It was 1946, World War II had just come to a close, and firearms didn't quite have the onus they do today: Everyone in Roberta Gubbins' neighborhood had a BB gun. Children would dart behind trees, playing cowboys 'n' Indians and war, and Gubbins wanted a gun of her own.
"My dad wouldn't let me have a BB gun," says Gubbins, the 71-year-old editor of the Ingham County Legal News. "Said they were dangerous; said they'd put your eye out.
"Instead, he gave me a .22-caliber rifle. Said that if I was going to learn how to shoot, I was going to learn how to shoot. Turned out that I was pretty good at it."
Gubbins says she competed in riflery all through high school, making national records and earning accolades. When she got to the University of Michigan in the mid-'50s, she joined the women's rifle club.

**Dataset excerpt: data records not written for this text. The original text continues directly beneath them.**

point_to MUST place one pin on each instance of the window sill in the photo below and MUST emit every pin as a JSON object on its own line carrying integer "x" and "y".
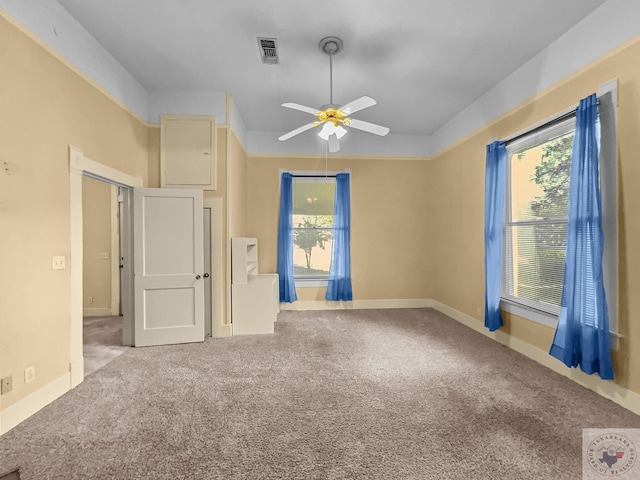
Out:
{"x": 545, "y": 318}
{"x": 529, "y": 313}
{"x": 311, "y": 282}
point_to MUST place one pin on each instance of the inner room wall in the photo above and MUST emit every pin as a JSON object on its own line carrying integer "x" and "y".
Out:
{"x": 392, "y": 230}
{"x": 51, "y": 106}
{"x": 457, "y": 202}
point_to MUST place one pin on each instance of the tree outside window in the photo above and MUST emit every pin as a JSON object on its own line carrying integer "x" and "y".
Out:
{"x": 313, "y": 200}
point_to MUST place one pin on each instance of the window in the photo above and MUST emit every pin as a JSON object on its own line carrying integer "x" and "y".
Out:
{"x": 536, "y": 212}
{"x": 313, "y": 210}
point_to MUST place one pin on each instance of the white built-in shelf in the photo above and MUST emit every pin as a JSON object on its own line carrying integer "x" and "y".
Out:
{"x": 255, "y": 298}
{"x": 244, "y": 259}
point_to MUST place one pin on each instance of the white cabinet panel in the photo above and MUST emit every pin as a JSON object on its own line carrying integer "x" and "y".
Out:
{"x": 187, "y": 151}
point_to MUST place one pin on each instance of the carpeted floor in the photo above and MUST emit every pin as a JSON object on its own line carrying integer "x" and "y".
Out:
{"x": 102, "y": 342}
{"x": 369, "y": 394}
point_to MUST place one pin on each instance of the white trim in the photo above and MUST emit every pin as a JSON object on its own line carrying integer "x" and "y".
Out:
{"x": 115, "y": 251}
{"x": 32, "y": 403}
{"x": 97, "y": 312}
{"x": 357, "y": 304}
{"x": 605, "y": 388}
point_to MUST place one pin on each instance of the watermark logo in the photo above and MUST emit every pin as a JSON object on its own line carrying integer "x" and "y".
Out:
{"x": 610, "y": 453}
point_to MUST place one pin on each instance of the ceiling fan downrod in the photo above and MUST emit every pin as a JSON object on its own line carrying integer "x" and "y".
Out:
{"x": 330, "y": 46}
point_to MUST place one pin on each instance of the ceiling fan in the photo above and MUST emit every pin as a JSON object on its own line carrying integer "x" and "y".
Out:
{"x": 334, "y": 118}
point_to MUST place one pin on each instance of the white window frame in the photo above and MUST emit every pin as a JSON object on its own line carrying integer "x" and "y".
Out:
{"x": 312, "y": 176}
{"x": 538, "y": 311}
{"x": 607, "y": 106}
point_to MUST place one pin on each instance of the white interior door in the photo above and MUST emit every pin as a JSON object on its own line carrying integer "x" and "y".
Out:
{"x": 168, "y": 266}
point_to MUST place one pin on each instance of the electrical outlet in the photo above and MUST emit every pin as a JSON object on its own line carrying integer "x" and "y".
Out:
{"x": 29, "y": 374}
{"x": 6, "y": 384}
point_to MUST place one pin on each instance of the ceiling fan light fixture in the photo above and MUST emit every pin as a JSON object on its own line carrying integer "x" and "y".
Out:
{"x": 329, "y": 129}
{"x": 332, "y": 117}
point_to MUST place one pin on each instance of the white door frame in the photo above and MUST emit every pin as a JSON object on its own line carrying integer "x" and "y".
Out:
{"x": 79, "y": 165}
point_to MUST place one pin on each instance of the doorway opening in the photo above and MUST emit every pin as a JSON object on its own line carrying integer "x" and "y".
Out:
{"x": 102, "y": 261}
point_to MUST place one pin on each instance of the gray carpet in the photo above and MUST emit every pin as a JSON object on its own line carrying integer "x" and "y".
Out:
{"x": 370, "y": 394}
{"x": 102, "y": 342}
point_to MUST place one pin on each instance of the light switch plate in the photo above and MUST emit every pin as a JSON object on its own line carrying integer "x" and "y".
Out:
{"x": 58, "y": 263}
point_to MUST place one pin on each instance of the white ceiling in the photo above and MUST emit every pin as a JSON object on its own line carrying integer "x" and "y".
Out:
{"x": 424, "y": 61}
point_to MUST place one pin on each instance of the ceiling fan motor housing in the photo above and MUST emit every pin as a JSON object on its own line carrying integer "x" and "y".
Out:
{"x": 330, "y": 45}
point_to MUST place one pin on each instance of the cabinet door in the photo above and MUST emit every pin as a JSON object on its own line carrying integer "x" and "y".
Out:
{"x": 187, "y": 151}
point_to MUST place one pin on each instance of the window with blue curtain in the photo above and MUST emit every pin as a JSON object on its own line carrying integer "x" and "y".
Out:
{"x": 553, "y": 242}
{"x": 339, "y": 286}
{"x": 285, "y": 240}
{"x": 493, "y": 227}
{"x": 582, "y": 336}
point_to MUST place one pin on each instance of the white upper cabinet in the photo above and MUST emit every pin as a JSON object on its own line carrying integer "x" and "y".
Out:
{"x": 188, "y": 151}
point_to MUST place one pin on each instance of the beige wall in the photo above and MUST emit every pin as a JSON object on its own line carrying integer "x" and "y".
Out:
{"x": 96, "y": 239}
{"x": 391, "y": 222}
{"x": 457, "y": 200}
{"x": 45, "y": 107}
{"x": 238, "y": 187}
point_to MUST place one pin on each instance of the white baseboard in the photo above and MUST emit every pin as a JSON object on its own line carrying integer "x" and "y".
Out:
{"x": 97, "y": 312}
{"x": 23, "y": 409}
{"x": 606, "y": 388}
{"x": 357, "y": 304}
{"x": 221, "y": 331}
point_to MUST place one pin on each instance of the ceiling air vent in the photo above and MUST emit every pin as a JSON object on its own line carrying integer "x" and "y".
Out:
{"x": 268, "y": 50}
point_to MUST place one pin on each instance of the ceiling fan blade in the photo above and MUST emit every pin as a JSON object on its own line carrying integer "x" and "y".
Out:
{"x": 298, "y": 130}
{"x": 358, "y": 104}
{"x": 369, "y": 127}
{"x": 334, "y": 143}
{"x": 302, "y": 108}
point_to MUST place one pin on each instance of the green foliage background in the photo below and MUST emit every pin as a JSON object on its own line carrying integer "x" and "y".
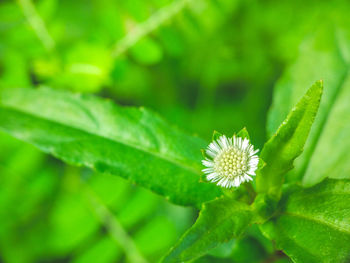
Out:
{"x": 202, "y": 65}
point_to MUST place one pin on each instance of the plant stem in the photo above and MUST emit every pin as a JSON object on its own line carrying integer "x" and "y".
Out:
{"x": 148, "y": 26}
{"x": 115, "y": 229}
{"x": 36, "y": 23}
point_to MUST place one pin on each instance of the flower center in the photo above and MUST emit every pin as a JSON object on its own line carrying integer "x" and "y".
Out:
{"x": 231, "y": 162}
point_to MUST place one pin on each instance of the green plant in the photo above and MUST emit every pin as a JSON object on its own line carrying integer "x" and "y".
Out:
{"x": 138, "y": 145}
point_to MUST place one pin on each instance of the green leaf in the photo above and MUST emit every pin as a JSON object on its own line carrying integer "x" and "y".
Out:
{"x": 216, "y": 135}
{"x": 313, "y": 224}
{"x": 325, "y": 47}
{"x": 288, "y": 142}
{"x": 129, "y": 142}
{"x": 334, "y": 141}
{"x": 219, "y": 221}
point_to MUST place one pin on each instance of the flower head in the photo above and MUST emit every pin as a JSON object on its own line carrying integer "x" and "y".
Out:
{"x": 230, "y": 161}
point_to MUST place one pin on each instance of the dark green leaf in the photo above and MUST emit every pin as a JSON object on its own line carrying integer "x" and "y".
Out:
{"x": 219, "y": 221}
{"x": 133, "y": 143}
{"x": 313, "y": 225}
{"x": 288, "y": 142}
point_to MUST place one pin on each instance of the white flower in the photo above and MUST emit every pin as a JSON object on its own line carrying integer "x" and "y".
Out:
{"x": 230, "y": 161}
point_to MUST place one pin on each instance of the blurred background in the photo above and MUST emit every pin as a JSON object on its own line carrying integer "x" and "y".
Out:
{"x": 202, "y": 64}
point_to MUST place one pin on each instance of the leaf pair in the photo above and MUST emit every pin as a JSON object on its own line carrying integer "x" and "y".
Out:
{"x": 224, "y": 219}
{"x": 129, "y": 142}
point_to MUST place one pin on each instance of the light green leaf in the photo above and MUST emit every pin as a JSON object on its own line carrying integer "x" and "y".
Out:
{"x": 325, "y": 47}
{"x": 313, "y": 225}
{"x": 219, "y": 221}
{"x": 288, "y": 142}
{"x": 129, "y": 142}
{"x": 332, "y": 153}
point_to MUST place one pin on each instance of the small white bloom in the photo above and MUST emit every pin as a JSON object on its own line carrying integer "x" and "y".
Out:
{"x": 230, "y": 161}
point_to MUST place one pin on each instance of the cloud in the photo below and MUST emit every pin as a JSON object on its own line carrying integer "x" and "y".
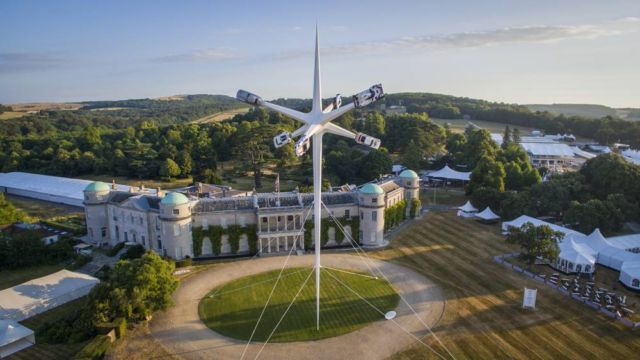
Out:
{"x": 11, "y": 62}
{"x": 205, "y": 55}
{"x": 525, "y": 34}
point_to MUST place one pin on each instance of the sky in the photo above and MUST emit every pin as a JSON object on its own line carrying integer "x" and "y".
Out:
{"x": 513, "y": 51}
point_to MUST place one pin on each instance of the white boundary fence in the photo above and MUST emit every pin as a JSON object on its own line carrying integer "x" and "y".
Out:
{"x": 502, "y": 259}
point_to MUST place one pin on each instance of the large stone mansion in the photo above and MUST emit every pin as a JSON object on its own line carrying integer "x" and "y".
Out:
{"x": 194, "y": 222}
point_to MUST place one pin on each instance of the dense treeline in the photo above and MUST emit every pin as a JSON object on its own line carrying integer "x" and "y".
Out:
{"x": 606, "y": 130}
{"x": 604, "y": 194}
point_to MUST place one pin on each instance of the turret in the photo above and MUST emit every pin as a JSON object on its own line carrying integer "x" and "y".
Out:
{"x": 96, "y": 196}
{"x": 371, "y": 203}
{"x": 410, "y": 181}
{"x": 175, "y": 217}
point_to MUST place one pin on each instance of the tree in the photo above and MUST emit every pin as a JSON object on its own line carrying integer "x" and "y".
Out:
{"x": 488, "y": 173}
{"x": 506, "y": 138}
{"x": 515, "y": 136}
{"x": 535, "y": 242}
{"x": 412, "y": 156}
{"x": 169, "y": 169}
{"x": 8, "y": 213}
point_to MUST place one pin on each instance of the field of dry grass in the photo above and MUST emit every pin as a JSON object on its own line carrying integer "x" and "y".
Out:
{"x": 221, "y": 116}
{"x": 483, "y": 317}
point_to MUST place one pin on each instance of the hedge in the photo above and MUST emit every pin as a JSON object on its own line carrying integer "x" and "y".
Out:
{"x": 115, "y": 249}
{"x": 95, "y": 349}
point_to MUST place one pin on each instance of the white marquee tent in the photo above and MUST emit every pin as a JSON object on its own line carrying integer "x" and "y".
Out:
{"x": 448, "y": 173}
{"x": 55, "y": 189}
{"x": 39, "y": 295}
{"x": 14, "y": 337}
{"x": 487, "y": 215}
{"x": 467, "y": 210}
{"x": 630, "y": 274}
{"x": 575, "y": 257}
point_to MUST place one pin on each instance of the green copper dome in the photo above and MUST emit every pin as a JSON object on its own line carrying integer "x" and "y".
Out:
{"x": 97, "y": 186}
{"x": 174, "y": 198}
{"x": 409, "y": 174}
{"x": 371, "y": 189}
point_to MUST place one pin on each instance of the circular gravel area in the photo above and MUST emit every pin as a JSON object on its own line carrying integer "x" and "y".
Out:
{"x": 181, "y": 330}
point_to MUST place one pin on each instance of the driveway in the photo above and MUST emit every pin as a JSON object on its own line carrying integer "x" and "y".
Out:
{"x": 182, "y": 332}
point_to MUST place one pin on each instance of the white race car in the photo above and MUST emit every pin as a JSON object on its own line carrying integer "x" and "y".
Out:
{"x": 302, "y": 145}
{"x": 368, "y": 96}
{"x": 249, "y": 98}
{"x": 282, "y": 139}
{"x": 367, "y": 140}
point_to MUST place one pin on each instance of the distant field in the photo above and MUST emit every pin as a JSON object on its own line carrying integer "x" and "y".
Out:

"The women's club never went anyplace," she says. "We had postal matches our scores were mailed back and forth between schools never face to face."
So Gubbins shot for the men's rifle team, where she was accepted by her coaches and teammates. ("We'd go to rifle ranges, and of course they wouldn't have bathrooms for ladies," she says. "So the guys would guard the doors, and I'd just use the john. It's all the same! What difference does it make?")
This carried on for about two years, she says, until the Big Ten conferred one summer and informed her that she could no longer shoot on the men's rifle team. The grounds? Apparently, the rule book said "he" not "she."
Gubbins' coach was furious, and made sure her story gained widespread publicity. She says that she even received a letter from a G.I. in Japan who read it in Stars and Stripes, the U.S. military newspaper.
"It was kind of a perfect storm at a time when women were beginning to speak out," she says. "We've been working in the factories, and then the men come home and tell us to go back into the kitchen. So the women say, 'I don't think so.'"
Articles were published for months, she says, and caused such a furor that the Big Ten finally conceded and allowed her back on the team.